Sunday, May 23, 2010

Everything Worth Learning Leaves Bruises

My seven-year-old is determined to do a headstand.
Her tiny body toppled, over and over. Each time I would watch her get up, face fierce with determination, and try again. And I would wince, wishing, for the zillionth time in her so-far life, that I could protect her from failure. From disappointment. And wondering, abstractedly, how bruised and battered her little body felt.
Finally she caught ran to me, buried her face in my lap and crumpled. She listened as I offered up platitudes. How she'll learn if she keeps trying. How everyone else in her class was just like her until they learned. She shook her head. No. Back and forth. No. Then she wiped her tears and I watched her frustration be replaced with composure. And out she went onto the gym floor. To try again.
After an hour, she could do a headstand. Almost. If you allow for bent, crooked legs. Which I do.
She was delighted, the early frustration replaced by a sense of accomplishment. She's no fool, my seven-year-old daughter. She absolutely knows that her headstand was a far cry from perfect. Or even good. But she knows she's moving in the right direction.
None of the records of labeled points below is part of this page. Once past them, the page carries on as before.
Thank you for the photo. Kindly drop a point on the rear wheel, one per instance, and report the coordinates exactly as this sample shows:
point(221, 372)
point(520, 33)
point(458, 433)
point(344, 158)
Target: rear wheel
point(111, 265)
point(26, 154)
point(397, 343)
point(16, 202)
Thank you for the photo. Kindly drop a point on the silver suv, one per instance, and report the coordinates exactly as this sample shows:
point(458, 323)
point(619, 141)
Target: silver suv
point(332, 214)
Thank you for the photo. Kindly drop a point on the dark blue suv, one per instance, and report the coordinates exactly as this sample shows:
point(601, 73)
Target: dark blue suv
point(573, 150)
Watching her reminded me to be gentle with myself. To remember that the days I just can't seem to get it right are the days when I'm learning the most. And that anything worth learning leaves bruises on your heart. The challenge, of course, is not letting your heart become brittle but absorbing the lesson with the pain. Not easy. But as my seven-year-old is teaching me, nothing worth learning ever is.